I'm trying to implement the softmax function for a neural network written in Numpy. Let h be the softmax value of a given signal i.
I've struggled to implement the softmax activation function's partial derivative.
I'm currently stuck at issue where all the partial derivatives approaches 0 as the training progresses.
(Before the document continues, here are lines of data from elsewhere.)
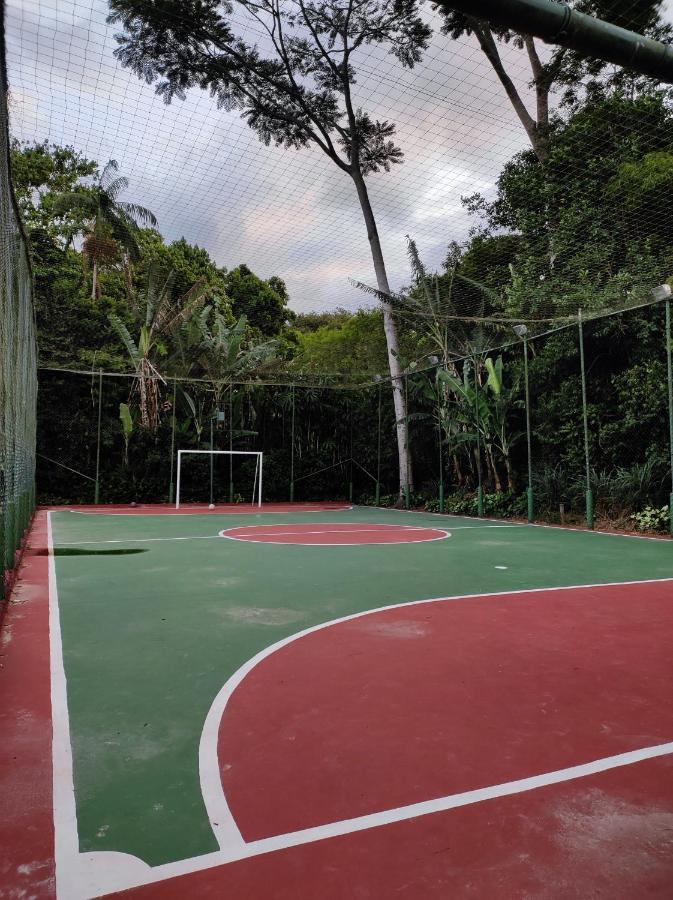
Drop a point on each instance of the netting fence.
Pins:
(563, 426)
(18, 363)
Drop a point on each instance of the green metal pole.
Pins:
(480, 489)
(439, 444)
(96, 497)
(292, 453)
(211, 460)
(529, 492)
(377, 499)
(585, 417)
(171, 487)
(669, 368)
(407, 488)
(231, 443)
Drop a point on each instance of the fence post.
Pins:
(529, 492)
(292, 452)
(171, 487)
(231, 443)
(669, 369)
(480, 489)
(96, 493)
(585, 417)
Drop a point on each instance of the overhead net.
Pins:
(18, 364)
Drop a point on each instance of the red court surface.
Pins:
(608, 836)
(164, 509)
(325, 534)
(397, 707)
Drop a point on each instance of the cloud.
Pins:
(292, 213)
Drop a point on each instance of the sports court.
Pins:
(315, 700)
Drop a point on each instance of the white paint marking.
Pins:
(417, 512)
(257, 537)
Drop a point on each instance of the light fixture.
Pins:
(662, 292)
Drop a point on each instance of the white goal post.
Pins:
(257, 486)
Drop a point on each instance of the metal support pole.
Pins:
(350, 464)
(407, 487)
(231, 443)
(377, 499)
(171, 491)
(669, 368)
(529, 492)
(292, 452)
(439, 443)
(480, 489)
(585, 417)
(211, 460)
(96, 495)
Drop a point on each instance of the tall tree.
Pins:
(295, 92)
(561, 67)
(110, 223)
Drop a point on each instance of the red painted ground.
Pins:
(328, 533)
(26, 825)
(608, 836)
(424, 701)
(163, 509)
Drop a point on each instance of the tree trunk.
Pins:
(390, 329)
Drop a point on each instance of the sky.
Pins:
(292, 213)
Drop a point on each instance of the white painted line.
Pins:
(198, 537)
(219, 814)
(418, 512)
(257, 536)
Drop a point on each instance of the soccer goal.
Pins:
(257, 482)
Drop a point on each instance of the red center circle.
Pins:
(331, 533)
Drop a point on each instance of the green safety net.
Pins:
(18, 365)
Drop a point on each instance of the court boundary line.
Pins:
(84, 875)
(422, 512)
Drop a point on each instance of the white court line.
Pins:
(209, 537)
(419, 512)
(257, 537)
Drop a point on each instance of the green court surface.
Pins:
(158, 611)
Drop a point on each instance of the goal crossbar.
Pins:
(257, 486)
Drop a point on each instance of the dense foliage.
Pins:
(576, 222)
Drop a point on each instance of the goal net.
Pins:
(219, 476)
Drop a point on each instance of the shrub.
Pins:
(652, 518)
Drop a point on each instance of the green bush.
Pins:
(652, 518)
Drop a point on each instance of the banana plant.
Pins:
(127, 428)
(158, 315)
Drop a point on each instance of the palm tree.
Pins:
(160, 316)
(112, 224)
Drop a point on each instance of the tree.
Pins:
(40, 173)
(110, 223)
(259, 301)
(300, 94)
(158, 315)
(563, 68)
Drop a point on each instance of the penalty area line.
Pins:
(245, 850)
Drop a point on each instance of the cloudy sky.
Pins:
(292, 213)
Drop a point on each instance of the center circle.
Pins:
(334, 534)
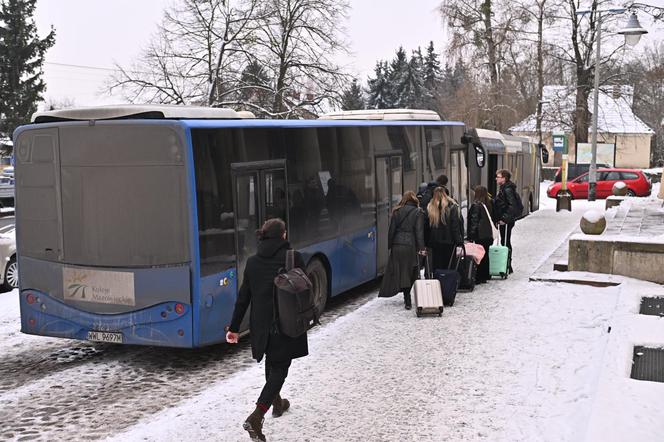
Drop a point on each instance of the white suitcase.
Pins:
(427, 296)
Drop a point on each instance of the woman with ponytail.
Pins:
(443, 228)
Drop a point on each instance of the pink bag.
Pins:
(476, 251)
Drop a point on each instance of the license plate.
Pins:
(115, 338)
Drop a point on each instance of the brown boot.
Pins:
(279, 406)
(254, 425)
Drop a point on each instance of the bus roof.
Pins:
(211, 124)
(138, 111)
(383, 114)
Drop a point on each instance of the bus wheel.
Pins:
(11, 275)
(318, 277)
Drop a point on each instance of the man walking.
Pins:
(507, 209)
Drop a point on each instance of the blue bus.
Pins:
(134, 223)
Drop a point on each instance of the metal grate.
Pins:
(648, 364)
(652, 306)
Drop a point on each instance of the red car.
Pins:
(637, 184)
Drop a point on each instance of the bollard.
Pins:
(563, 201)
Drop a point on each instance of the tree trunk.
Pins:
(493, 60)
(581, 113)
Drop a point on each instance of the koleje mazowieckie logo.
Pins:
(77, 285)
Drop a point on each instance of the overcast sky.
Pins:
(91, 35)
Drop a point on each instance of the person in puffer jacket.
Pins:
(405, 241)
(506, 210)
(480, 229)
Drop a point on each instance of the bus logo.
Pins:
(98, 286)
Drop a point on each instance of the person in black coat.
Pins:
(506, 209)
(443, 231)
(426, 192)
(257, 290)
(405, 241)
(480, 229)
I've cross-referenced my math with this excellent answer, but my math does not seem to work out.
import numpy as np
def softmax_function( signal, derivative=False ):
# Calculate activation signal
e_x = np.exp( signal )
signal = e_x / np.sum( e_x, axis = 1, keepdims = True )
if derivative:
# Return the partial derivation of the activation function
return np.multiply( signal, 1 - signal ) + sum(
# handle the off-diagonal values
- signal * np.roll( signal, i, axis = 1 )
for i in xrange(1, signal.shape[1] )
)
else:
# Return the activation signal
return signal
#end activation function
The signal
parameter contains the input signal sent into the activation function and has the shape (n_samples, n_features).
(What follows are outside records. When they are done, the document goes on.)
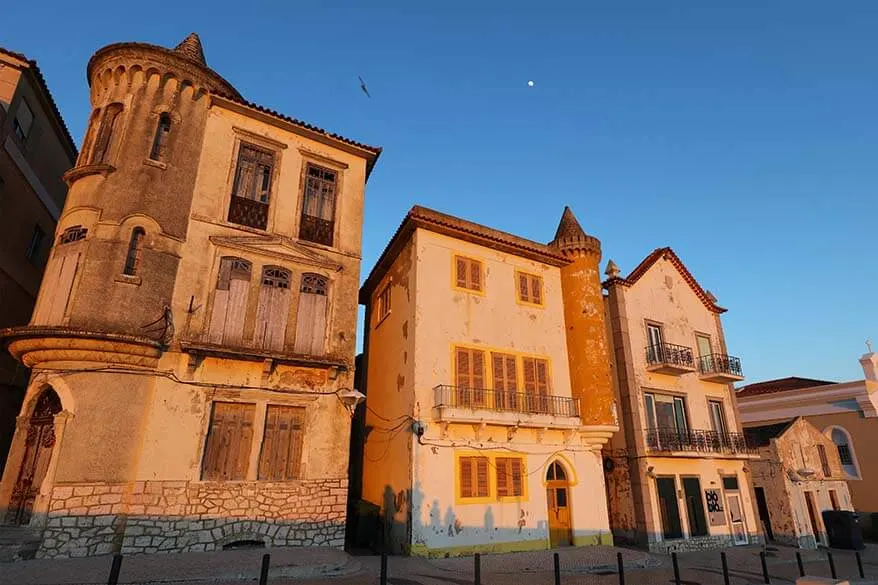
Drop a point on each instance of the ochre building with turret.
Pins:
(193, 340)
(489, 389)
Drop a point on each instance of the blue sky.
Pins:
(742, 134)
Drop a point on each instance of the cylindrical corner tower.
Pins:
(587, 346)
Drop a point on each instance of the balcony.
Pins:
(249, 212)
(473, 405)
(667, 358)
(719, 367)
(692, 442)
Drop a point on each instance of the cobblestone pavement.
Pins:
(579, 566)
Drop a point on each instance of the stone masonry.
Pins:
(178, 516)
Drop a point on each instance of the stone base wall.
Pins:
(178, 516)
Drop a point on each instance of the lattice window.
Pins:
(72, 234)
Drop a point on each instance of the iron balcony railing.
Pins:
(504, 401)
(668, 439)
(717, 363)
(668, 353)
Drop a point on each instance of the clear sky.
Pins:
(742, 134)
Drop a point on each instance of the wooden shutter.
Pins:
(461, 276)
(311, 316)
(229, 438)
(282, 443)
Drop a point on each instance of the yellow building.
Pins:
(481, 436)
(846, 412)
(35, 151)
(193, 341)
(798, 476)
(677, 474)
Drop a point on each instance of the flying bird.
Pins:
(363, 87)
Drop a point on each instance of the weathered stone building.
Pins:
(798, 475)
(35, 151)
(489, 392)
(193, 342)
(677, 472)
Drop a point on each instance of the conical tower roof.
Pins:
(571, 238)
(190, 48)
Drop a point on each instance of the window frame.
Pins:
(531, 279)
(469, 260)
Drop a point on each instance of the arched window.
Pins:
(311, 316)
(274, 307)
(845, 446)
(106, 133)
(135, 247)
(160, 142)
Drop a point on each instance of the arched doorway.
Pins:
(37, 453)
(558, 499)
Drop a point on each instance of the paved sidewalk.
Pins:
(205, 567)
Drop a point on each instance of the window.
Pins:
(106, 134)
(384, 303)
(72, 234)
(530, 288)
(318, 206)
(536, 385)
(135, 248)
(510, 472)
(230, 302)
(470, 376)
(504, 370)
(473, 477)
(824, 461)
(311, 318)
(23, 121)
(468, 273)
(35, 246)
(842, 441)
(251, 189)
(160, 142)
(282, 443)
(717, 416)
(229, 439)
(273, 310)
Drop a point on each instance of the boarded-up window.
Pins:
(510, 471)
(311, 318)
(504, 372)
(106, 134)
(470, 376)
(536, 384)
(274, 308)
(530, 288)
(135, 250)
(318, 207)
(824, 461)
(230, 302)
(56, 288)
(281, 443)
(229, 438)
(473, 477)
(468, 273)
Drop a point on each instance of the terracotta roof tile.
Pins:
(779, 385)
(708, 299)
(45, 89)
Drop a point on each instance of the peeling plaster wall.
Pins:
(785, 497)
(387, 475)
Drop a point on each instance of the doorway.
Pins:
(670, 511)
(762, 506)
(37, 452)
(558, 499)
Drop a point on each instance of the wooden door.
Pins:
(37, 453)
(558, 498)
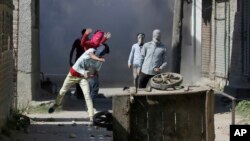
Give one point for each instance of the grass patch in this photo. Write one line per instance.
(243, 108)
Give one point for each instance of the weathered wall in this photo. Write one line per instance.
(191, 42)
(6, 60)
(28, 82)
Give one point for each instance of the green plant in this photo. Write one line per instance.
(243, 108)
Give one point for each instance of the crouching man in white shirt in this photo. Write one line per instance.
(86, 66)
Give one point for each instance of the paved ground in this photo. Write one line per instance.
(70, 124)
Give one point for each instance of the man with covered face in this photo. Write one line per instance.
(153, 59)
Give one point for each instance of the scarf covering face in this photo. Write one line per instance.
(157, 36)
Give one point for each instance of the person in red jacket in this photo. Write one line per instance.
(97, 39)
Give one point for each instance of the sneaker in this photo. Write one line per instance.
(91, 121)
(52, 108)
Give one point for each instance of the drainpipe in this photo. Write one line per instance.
(194, 38)
(233, 104)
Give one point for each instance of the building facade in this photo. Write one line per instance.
(216, 37)
(6, 59)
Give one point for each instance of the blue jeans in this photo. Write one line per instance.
(94, 86)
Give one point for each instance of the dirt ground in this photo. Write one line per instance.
(223, 118)
(40, 131)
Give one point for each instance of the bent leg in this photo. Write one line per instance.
(68, 82)
(85, 88)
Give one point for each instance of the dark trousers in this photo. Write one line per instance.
(78, 92)
(143, 80)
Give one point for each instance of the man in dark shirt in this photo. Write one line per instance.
(79, 51)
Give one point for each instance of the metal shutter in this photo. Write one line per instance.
(221, 40)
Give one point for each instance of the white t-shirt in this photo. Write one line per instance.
(85, 64)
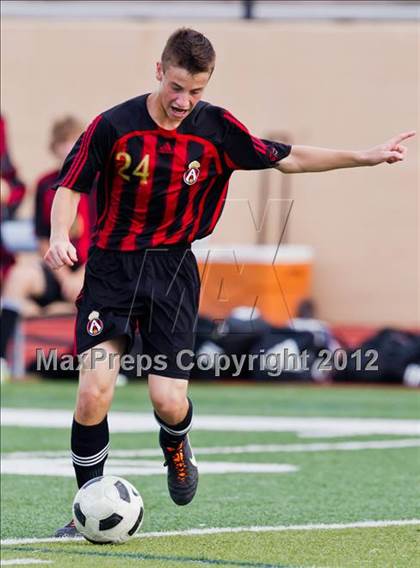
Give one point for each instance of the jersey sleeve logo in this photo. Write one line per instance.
(95, 325)
(192, 173)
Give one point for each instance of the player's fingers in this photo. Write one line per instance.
(64, 257)
(72, 253)
(403, 136)
(53, 260)
(394, 157)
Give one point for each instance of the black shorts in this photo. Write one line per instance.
(154, 291)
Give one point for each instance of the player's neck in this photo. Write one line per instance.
(158, 114)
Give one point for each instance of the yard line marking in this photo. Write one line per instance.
(222, 530)
(144, 422)
(68, 551)
(62, 467)
(20, 561)
(246, 449)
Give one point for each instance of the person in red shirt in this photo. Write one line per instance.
(31, 286)
(163, 161)
(12, 192)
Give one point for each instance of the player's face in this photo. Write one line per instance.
(180, 91)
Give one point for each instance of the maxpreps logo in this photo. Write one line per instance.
(95, 325)
(192, 173)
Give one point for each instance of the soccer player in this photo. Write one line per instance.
(164, 161)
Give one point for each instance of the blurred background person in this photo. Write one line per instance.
(12, 191)
(30, 286)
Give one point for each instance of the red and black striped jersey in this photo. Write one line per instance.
(157, 186)
(82, 228)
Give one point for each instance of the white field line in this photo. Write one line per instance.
(21, 561)
(246, 449)
(223, 530)
(142, 422)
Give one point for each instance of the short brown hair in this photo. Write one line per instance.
(63, 129)
(190, 50)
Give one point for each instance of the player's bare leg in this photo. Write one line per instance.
(90, 434)
(173, 411)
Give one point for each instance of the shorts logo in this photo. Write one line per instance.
(192, 173)
(95, 325)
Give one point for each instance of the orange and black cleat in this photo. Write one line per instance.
(182, 472)
(68, 531)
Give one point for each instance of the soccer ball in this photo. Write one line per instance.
(108, 509)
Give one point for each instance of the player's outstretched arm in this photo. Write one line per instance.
(313, 159)
(63, 213)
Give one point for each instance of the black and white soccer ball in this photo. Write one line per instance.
(108, 509)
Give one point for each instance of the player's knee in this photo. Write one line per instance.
(170, 405)
(20, 278)
(91, 398)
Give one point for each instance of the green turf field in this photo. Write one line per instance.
(327, 477)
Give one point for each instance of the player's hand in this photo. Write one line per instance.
(71, 286)
(61, 253)
(390, 152)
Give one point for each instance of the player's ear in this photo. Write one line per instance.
(159, 71)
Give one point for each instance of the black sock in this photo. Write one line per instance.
(171, 435)
(9, 318)
(89, 450)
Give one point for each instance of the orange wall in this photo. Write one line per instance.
(344, 85)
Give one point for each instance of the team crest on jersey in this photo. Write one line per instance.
(95, 325)
(192, 173)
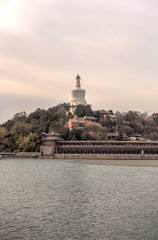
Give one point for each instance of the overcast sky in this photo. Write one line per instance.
(113, 45)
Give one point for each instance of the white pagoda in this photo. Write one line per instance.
(77, 95)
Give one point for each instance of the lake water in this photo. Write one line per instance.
(60, 200)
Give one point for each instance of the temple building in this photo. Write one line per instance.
(77, 95)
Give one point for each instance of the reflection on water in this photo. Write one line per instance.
(56, 199)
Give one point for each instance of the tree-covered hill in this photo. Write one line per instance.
(23, 132)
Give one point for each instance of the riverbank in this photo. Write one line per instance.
(130, 163)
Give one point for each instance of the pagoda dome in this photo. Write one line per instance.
(78, 94)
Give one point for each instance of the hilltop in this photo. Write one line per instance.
(23, 132)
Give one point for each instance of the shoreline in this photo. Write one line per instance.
(125, 163)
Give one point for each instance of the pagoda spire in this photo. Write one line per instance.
(78, 83)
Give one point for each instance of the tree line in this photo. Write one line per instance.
(23, 132)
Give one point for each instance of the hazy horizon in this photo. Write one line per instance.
(111, 44)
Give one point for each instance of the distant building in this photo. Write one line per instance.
(77, 96)
(104, 114)
(114, 137)
(79, 123)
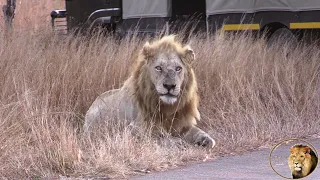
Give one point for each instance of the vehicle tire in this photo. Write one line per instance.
(282, 36)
# sample signal (3 samples, 3 features)
signal = [[0.3394572666491664, 0.3089068053925853, 0.3516359279582483], [0.33932706934615525, 0.3094755563319447, 0.3511973743219001], [0.3394407172182317, 0.30889042266755573, 0.35166886011421256]]
The following code snipped is a fully working activation function and is only included as a reference and proof (mostly for myself) that the conceptual idea actually work.
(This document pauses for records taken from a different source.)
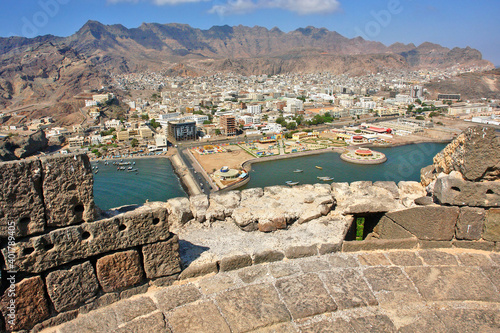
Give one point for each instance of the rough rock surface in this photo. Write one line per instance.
(21, 200)
(31, 306)
(452, 190)
(69, 288)
(68, 190)
(119, 270)
(283, 206)
(162, 259)
(429, 222)
(147, 224)
(467, 154)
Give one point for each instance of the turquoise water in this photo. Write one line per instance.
(403, 163)
(155, 181)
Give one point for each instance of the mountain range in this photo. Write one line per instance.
(52, 69)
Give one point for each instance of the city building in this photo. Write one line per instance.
(182, 131)
(228, 124)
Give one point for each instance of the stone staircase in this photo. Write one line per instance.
(448, 290)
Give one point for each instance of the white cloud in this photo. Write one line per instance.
(159, 2)
(302, 7)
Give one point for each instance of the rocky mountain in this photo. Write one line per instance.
(53, 69)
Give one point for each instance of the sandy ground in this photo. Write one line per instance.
(232, 159)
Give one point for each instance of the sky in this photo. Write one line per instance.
(450, 23)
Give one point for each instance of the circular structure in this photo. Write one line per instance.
(225, 173)
(363, 156)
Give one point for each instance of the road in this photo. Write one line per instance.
(197, 173)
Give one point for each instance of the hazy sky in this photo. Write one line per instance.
(447, 22)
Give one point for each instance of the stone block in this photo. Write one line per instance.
(196, 270)
(235, 262)
(141, 226)
(388, 229)
(71, 287)
(379, 244)
(492, 225)
(305, 296)
(296, 252)
(162, 258)
(429, 222)
(194, 318)
(268, 256)
(451, 190)
(68, 190)
(31, 306)
(252, 307)
(21, 188)
(119, 270)
(470, 223)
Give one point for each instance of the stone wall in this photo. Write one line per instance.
(63, 258)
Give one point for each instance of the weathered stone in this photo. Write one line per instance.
(172, 297)
(70, 288)
(373, 259)
(30, 305)
(216, 284)
(252, 307)
(404, 258)
(348, 289)
(129, 309)
(141, 226)
(470, 223)
(380, 323)
(199, 206)
(235, 262)
(195, 270)
(474, 245)
(424, 201)
(390, 285)
(267, 256)
(55, 321)
(21, 188)
(179, 212)
(195, 318)
(379, 244)
(428, 223)
(492, 225)
(119, 270)
(435, 244)
(152, 323)
(281, 269)
(452, 284)
(252, 274)
(474, 259)
(450, 190)
(387, 229)
(315, 264)
(343, 260)
(162, 258)
(467, 153)
(438, 258)
(305, 296)
(68, 190)
(470, 320)
(389, 186)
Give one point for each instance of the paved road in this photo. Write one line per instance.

from scipy.special import expit
import numpy as np
def sigmoid_function( signal, derivative=False ):
# Prevent overflow.
signal = np.clip( signal, -500, 500 )
# Calculate activation signal
signal = expit( signal )
if derivative:
# Return the partial derivation of the activation function
return np.multiply(signal, 1 - signal)
else:
# Return the activation signal
return signal
#end activation function
Edit
- The problem intuitively persist with simple single layer networks. The softmax (and its derivative) is applied at the final layer.